Thankfully, researchers in Canada are working to make cannabis strains and flavors more standardized and easily identifiable - and it’s all thanks to science.

According to CTV News, a team lead by Prof. Jorg Bohlmann at the University of British Columbia has isolated 30 terpene-producing genes within the cannabis genome. The genes are ascribed to specific flavors and aromas and will theoretically lead to more approachable, standardized strain classifications, similar to the varieties seen in the wine industry (OK, hopefully a little less confusing than wine).

The team has identified the 30 genes, and they’ve seen some of the combinations that create our favorite skunky and piney buds, but there is still a lot of work to be done. Bohlmann compared the undertaking to a symphony orchestra.

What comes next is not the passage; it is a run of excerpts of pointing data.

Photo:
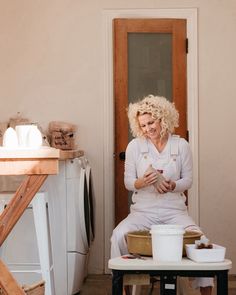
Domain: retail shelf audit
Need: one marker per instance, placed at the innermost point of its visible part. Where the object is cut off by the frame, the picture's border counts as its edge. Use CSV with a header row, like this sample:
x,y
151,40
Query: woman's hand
x,y
165,186
147,179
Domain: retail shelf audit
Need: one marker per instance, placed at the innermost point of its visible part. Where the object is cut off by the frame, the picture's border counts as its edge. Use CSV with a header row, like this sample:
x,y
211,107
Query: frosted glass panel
x,y
149,65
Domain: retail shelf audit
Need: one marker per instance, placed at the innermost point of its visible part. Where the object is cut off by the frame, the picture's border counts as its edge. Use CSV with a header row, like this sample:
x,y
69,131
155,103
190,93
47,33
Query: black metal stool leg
x,y
168,285
117,282
222,283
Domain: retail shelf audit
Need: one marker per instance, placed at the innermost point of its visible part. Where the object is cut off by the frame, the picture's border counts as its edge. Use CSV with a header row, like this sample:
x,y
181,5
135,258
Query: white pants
x,y
137,220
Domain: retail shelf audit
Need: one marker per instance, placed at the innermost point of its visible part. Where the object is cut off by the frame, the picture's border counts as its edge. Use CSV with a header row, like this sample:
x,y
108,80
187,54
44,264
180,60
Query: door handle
x,y
122,156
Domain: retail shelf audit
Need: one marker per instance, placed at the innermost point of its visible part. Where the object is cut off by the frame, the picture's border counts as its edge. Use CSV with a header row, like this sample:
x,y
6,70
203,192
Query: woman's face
x,y
151,127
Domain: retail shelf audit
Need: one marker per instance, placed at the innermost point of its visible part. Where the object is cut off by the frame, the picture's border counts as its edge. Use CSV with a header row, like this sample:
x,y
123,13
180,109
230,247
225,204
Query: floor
x,y
101,285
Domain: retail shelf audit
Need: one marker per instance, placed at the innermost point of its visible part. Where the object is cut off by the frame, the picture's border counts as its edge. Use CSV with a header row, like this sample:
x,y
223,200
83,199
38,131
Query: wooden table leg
x,y
8,283
19,202
11,214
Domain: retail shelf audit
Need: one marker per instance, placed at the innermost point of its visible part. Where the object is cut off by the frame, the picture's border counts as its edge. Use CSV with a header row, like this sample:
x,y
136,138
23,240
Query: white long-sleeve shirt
x,y
175,161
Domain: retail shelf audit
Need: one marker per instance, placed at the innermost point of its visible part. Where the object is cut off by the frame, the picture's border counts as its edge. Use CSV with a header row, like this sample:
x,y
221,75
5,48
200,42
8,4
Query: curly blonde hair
x,y
159,108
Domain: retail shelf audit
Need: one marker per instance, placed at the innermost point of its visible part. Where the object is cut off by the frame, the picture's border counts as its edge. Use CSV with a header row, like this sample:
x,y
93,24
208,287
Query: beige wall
x,y
51,61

"Think of all the marvellous music you can create and all the variations you can create with 30 individual musicians that you can individually call up or play all together," Bohlmann told CTV. "What we know now (is) who are all the players in the symphony orchestra, but we don't quite know yet what everyone exactly does, and now we need to find out who is actually the conductor and how is the conductor working with his orchestra in terms of calling up one of the players and leaving others more in the background."

And while cannabis cultivators have been splicing genes and reproducing strains for decades, the lack of a regulated industry has led to inconsistencies and a whole lot of black market dealers willing to straight-up lie about what they’re selling.

"This is largely because much of the cannabis industry has been in an illegal space," Bohlmann said. "People have been growing their own different strains wherever, garden sheds or basements."

As Canada prepares for full-scale legalization next year, the University of British Columbia research team is trying to make sure that the prohibition’s past doen’t follow cannabis into the new era of open acceptance.